The bed was too soft. Far softer than the bunk she’d slept in on Roosevelt Station, softer even than her childhood bed in Freedom’s Promise where she’d grown up the only daughter of the leader of the small star nation to which she had been born. Starfleet seemed convinced that comfort could keep morale up on a heavy cruiser, and that what comfort looked like for humans of any descent was a soft mattress filled with advanced synthetic fibers and a thick comforter.

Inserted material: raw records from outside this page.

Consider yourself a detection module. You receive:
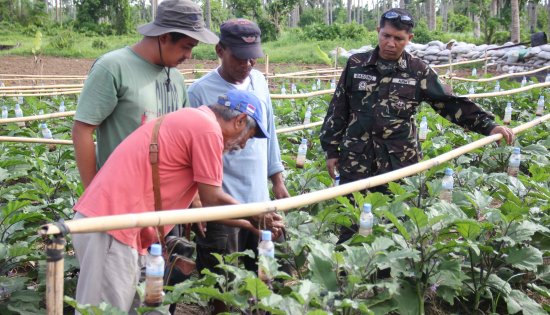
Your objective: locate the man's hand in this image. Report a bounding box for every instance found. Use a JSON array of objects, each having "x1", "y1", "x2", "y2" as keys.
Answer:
[
  {"x1": 327, "y1": 158, "x2": 338, "y2": 179},
  {"x1": 489, "y1": 126, "x2": 514, "y2": 144}
]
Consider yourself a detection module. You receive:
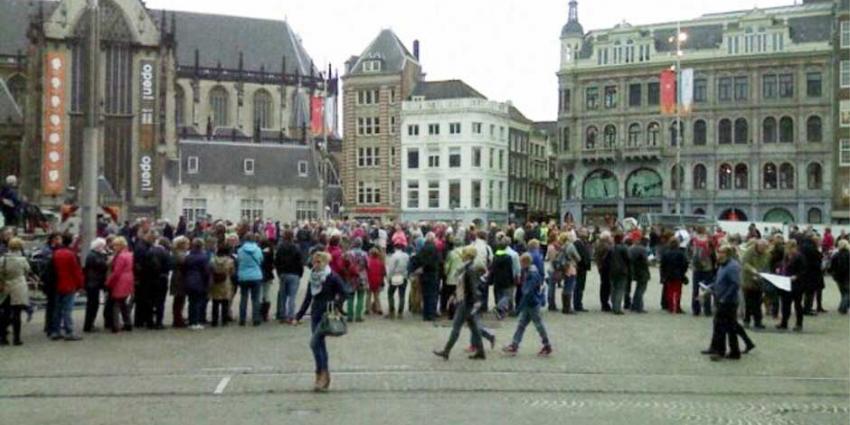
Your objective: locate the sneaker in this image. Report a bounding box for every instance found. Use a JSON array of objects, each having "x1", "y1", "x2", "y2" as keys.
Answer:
[{"x1": 433, "y1": 351, "x2": 449, "y2": 360}]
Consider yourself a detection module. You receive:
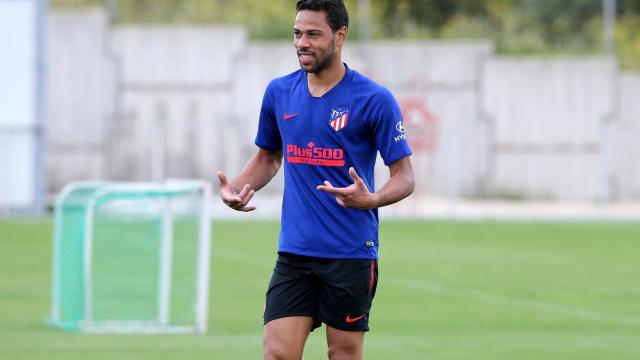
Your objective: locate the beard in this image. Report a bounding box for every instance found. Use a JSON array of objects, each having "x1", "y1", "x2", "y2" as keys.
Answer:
[{"x1": 298, "y1": 42, "x2": 336, "y2": 74}]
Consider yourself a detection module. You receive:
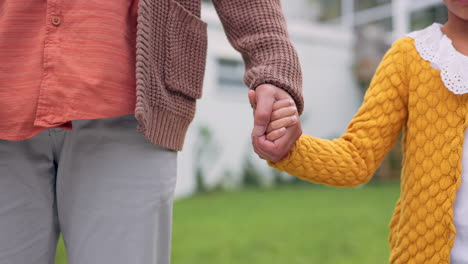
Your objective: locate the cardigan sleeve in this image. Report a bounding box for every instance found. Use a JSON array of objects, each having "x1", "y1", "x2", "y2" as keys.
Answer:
[
  {"x1": 269, "y1": 38, "x2": 411, "y2": 187},
  {"x1": 213, "y1": 0, "x2": 304, "y2": 113}
]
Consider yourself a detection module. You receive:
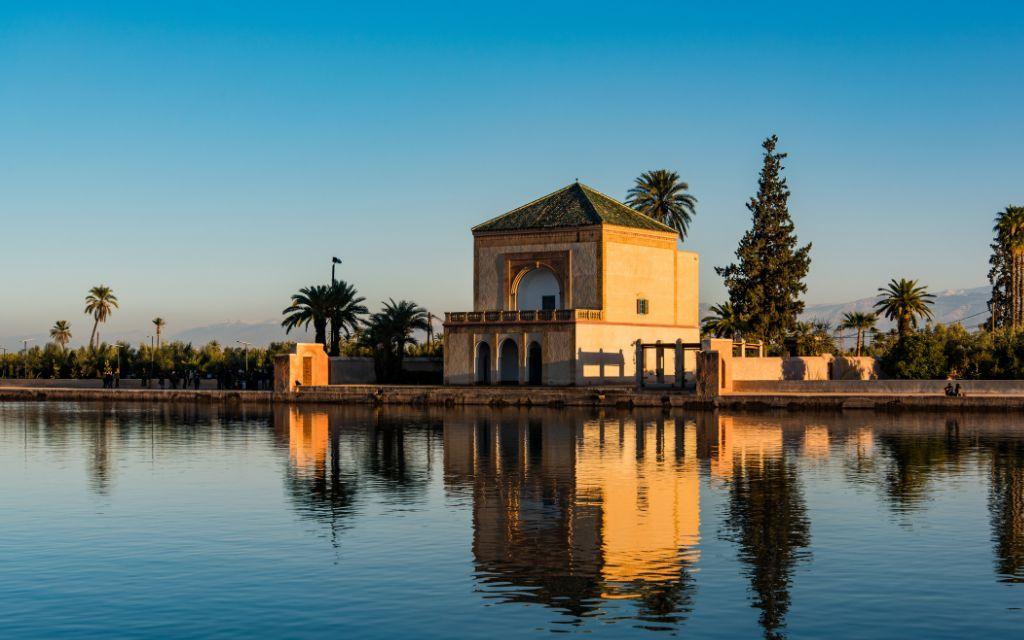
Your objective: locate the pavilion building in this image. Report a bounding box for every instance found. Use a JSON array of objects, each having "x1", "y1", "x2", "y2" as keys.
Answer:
[{"x1": 444, "y1": 182, "x2": 699, "y2": 385}]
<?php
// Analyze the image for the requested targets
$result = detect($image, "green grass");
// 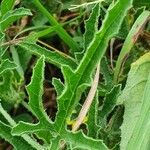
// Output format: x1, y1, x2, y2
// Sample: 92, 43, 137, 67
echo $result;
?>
0, 0, 150, 150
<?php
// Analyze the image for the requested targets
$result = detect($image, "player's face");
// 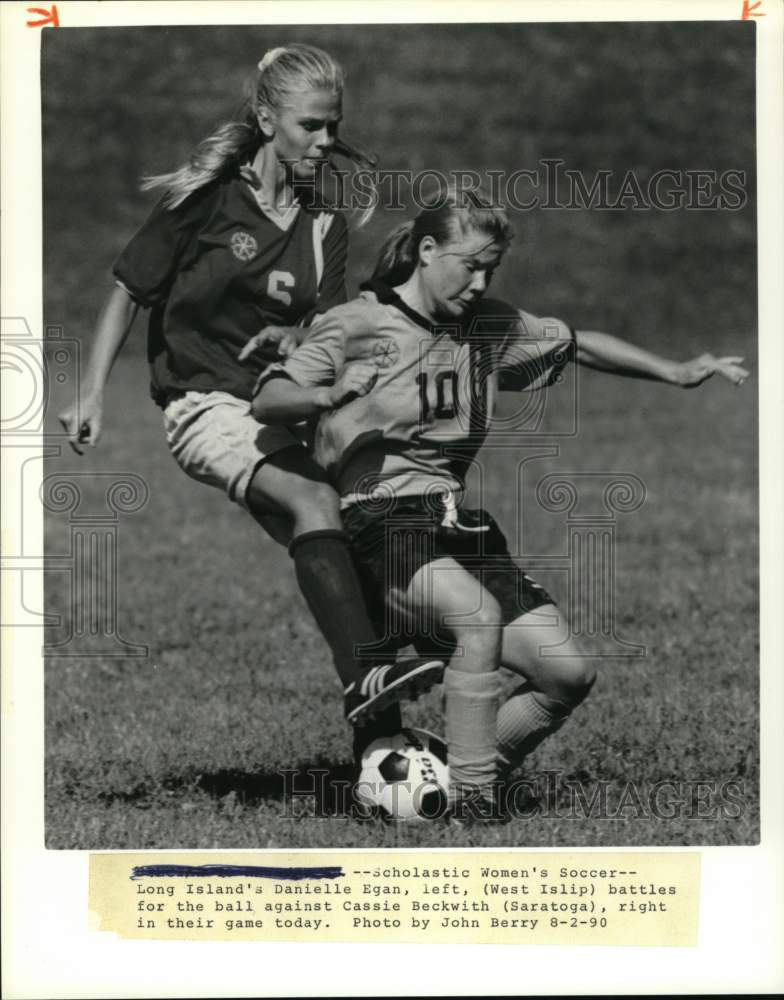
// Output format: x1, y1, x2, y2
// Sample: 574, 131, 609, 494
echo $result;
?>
420, 232, 504, 318
272, 90, 342, 179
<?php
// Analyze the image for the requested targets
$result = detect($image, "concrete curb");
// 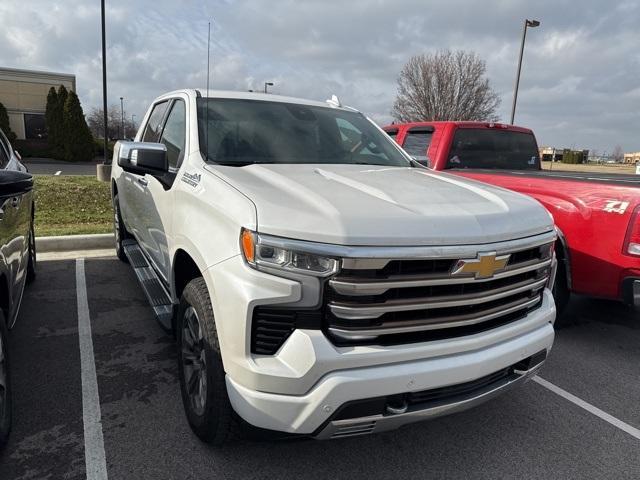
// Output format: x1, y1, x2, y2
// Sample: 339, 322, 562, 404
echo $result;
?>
36, 233, 115, 253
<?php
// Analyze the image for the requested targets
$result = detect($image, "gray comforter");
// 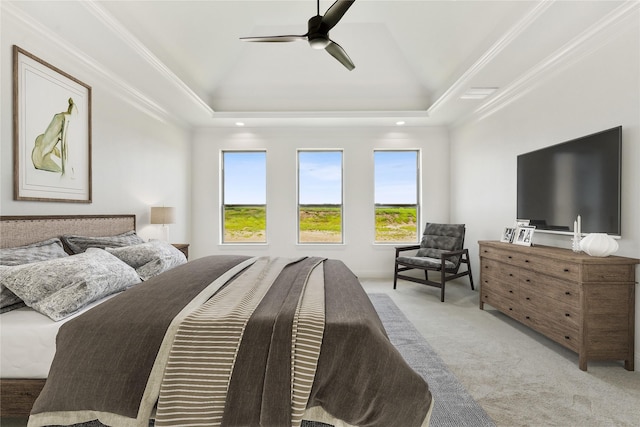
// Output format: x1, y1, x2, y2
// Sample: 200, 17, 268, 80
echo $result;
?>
29, 255, 432, 427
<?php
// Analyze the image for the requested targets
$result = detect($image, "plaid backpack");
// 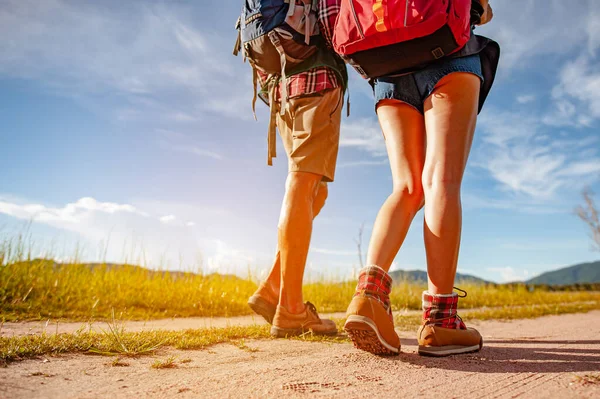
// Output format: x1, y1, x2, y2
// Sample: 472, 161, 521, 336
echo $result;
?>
333, 0, 483, 78
233, 0, 322, 119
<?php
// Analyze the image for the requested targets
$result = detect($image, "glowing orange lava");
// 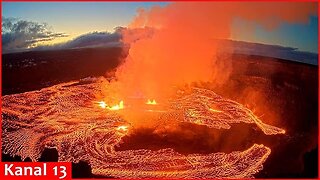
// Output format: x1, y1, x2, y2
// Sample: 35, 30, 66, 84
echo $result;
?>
2, 82, 284, 178
146, 99, 157, 105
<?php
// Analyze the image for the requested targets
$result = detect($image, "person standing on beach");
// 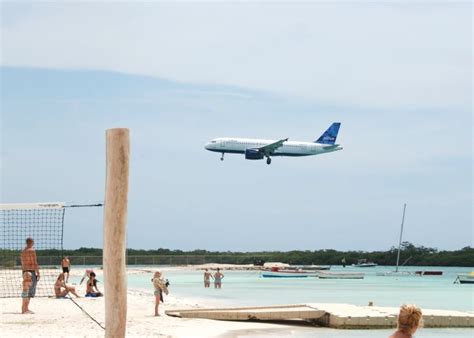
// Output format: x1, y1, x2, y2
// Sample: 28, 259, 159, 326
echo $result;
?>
151, 271, 168, 317
79, 269, 94, 285
389, 305, 422, 338
61, 256, 71, 283
214, 268, 224, 289
20, 237, 40, 302
204, 269, 214, 288
21, 271, 33, 314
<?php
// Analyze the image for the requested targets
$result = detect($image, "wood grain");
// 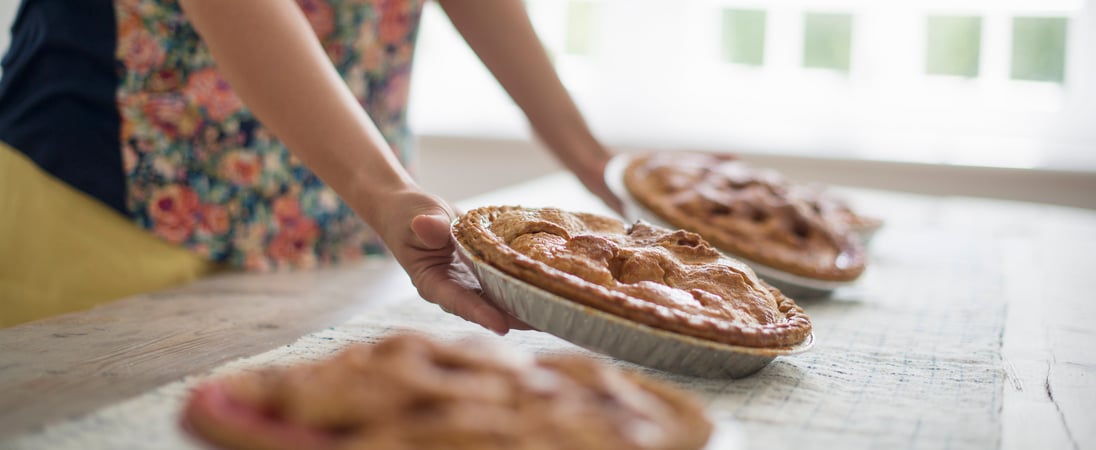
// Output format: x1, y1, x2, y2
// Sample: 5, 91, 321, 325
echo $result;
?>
0, 261, 416, 437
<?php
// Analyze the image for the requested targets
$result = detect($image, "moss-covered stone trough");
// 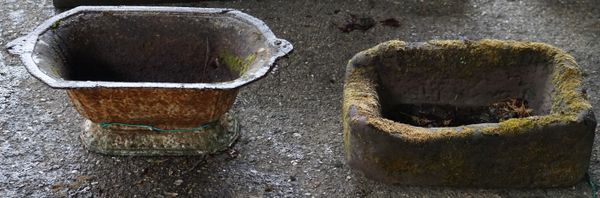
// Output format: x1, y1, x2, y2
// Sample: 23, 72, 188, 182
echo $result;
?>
343, 40, 596, 187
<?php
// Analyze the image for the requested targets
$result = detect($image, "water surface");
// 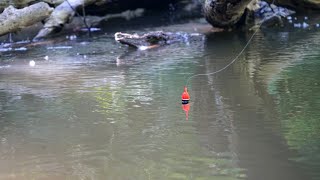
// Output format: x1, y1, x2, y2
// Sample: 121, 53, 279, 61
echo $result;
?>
0, 19, 320, 180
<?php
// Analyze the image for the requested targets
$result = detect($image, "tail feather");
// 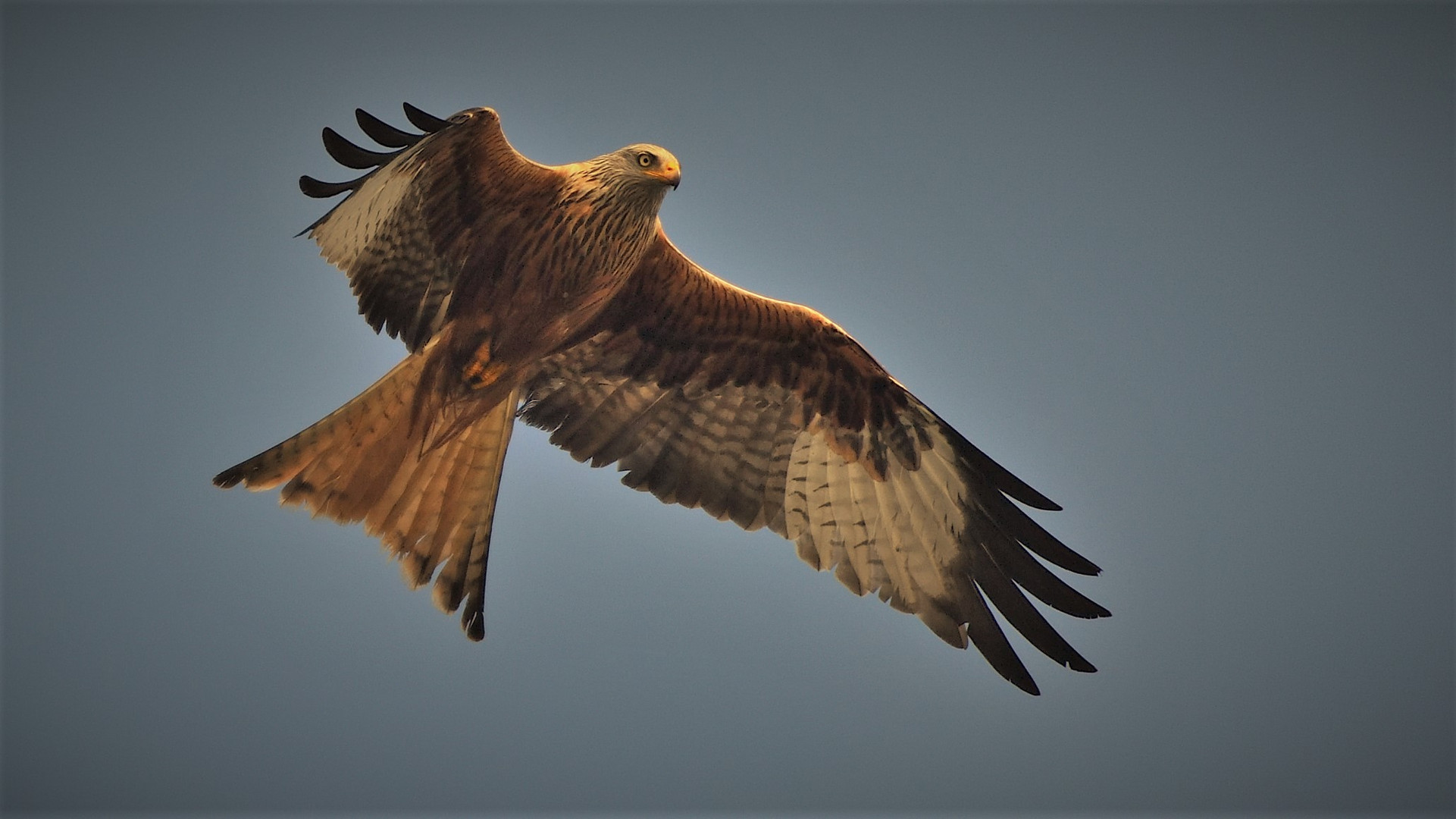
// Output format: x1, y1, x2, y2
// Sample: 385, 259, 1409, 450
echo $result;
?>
212, 354, 518, 640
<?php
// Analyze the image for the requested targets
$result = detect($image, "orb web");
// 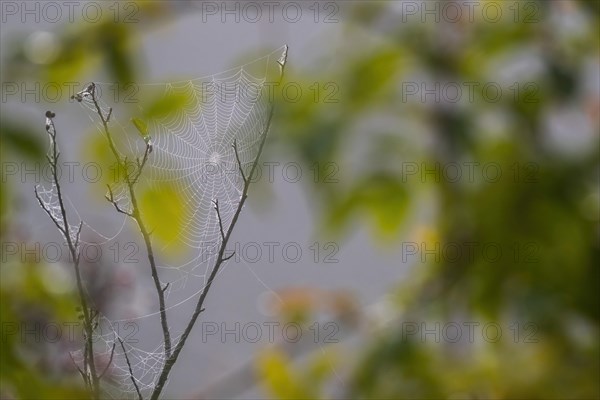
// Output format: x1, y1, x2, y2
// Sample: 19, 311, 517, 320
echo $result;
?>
67, 46, 287, 395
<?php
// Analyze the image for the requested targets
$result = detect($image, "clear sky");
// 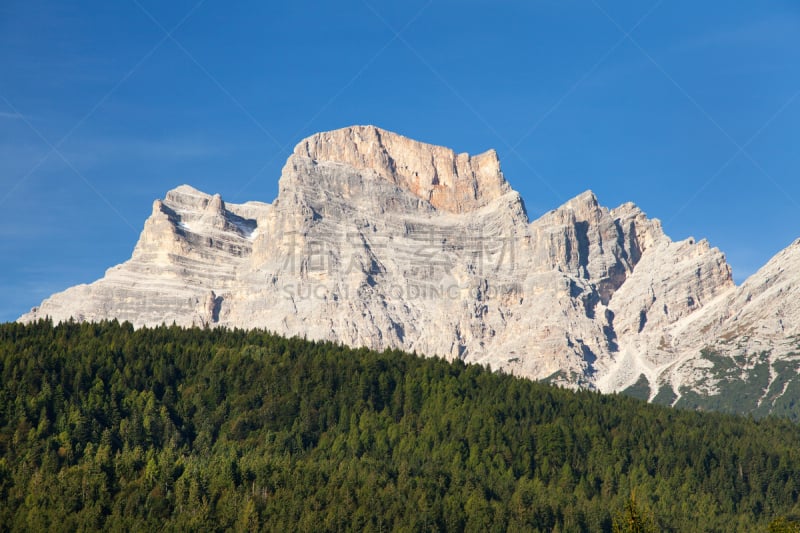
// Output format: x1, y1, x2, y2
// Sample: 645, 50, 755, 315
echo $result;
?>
0, 0, 800, 320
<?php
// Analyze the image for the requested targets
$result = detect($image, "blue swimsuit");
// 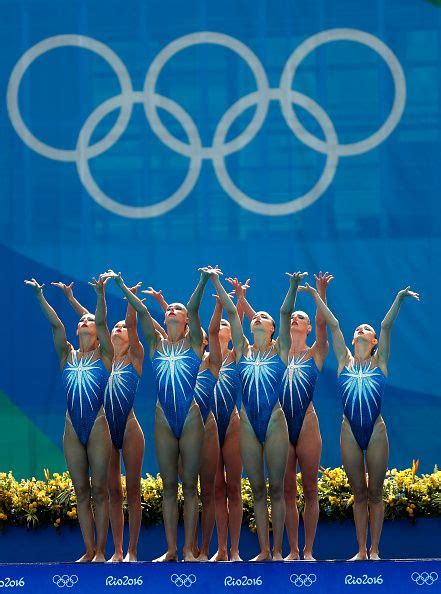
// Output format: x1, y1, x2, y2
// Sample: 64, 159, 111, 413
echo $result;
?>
237, 347, 286, 444
61, 350, 109, 446
194, 367, 216, 425
337, 361, 386, 450
152, 340, 201, 439
104, 359, 139, 450
280, 352, 319, 446
211, 355, 240, 446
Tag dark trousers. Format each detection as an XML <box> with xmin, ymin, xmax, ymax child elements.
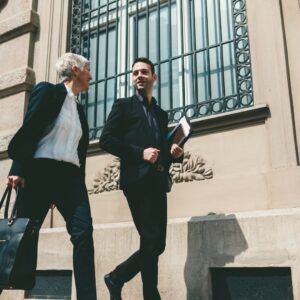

Maybe it was, at that. For all that the bed inspired nightmares and an instinctive sense of guilt, she found herself reluctant to leave it, to put feet on the hard floor through the thin carpet. Still, her mothers had not raised a layabout, so she cast the comforter off and sat up before rising from the bed.
She was more awake after her sonic shower, but she still replicated a mug of chicory coffee with milk – a favorite of her father, who had picked up the habit during his own Academy years from a good friend. Vile, bitter stuff, but it knocked what little sleepiness she had left out of her. She took sips as she sat once more on the bed, her robe tickling her ankles as she reached for her PADD. Only a few messages – one from her birth mother congratulating her on her new assignment, another from her second mother asking when she might have leave to return to Lagash. Three from Academy friends, two operational reports from the other shifts indicating that all was well at the helm. She smiled at that last, lifting her eyes from the PADD to gaze at the viewports across from the bed.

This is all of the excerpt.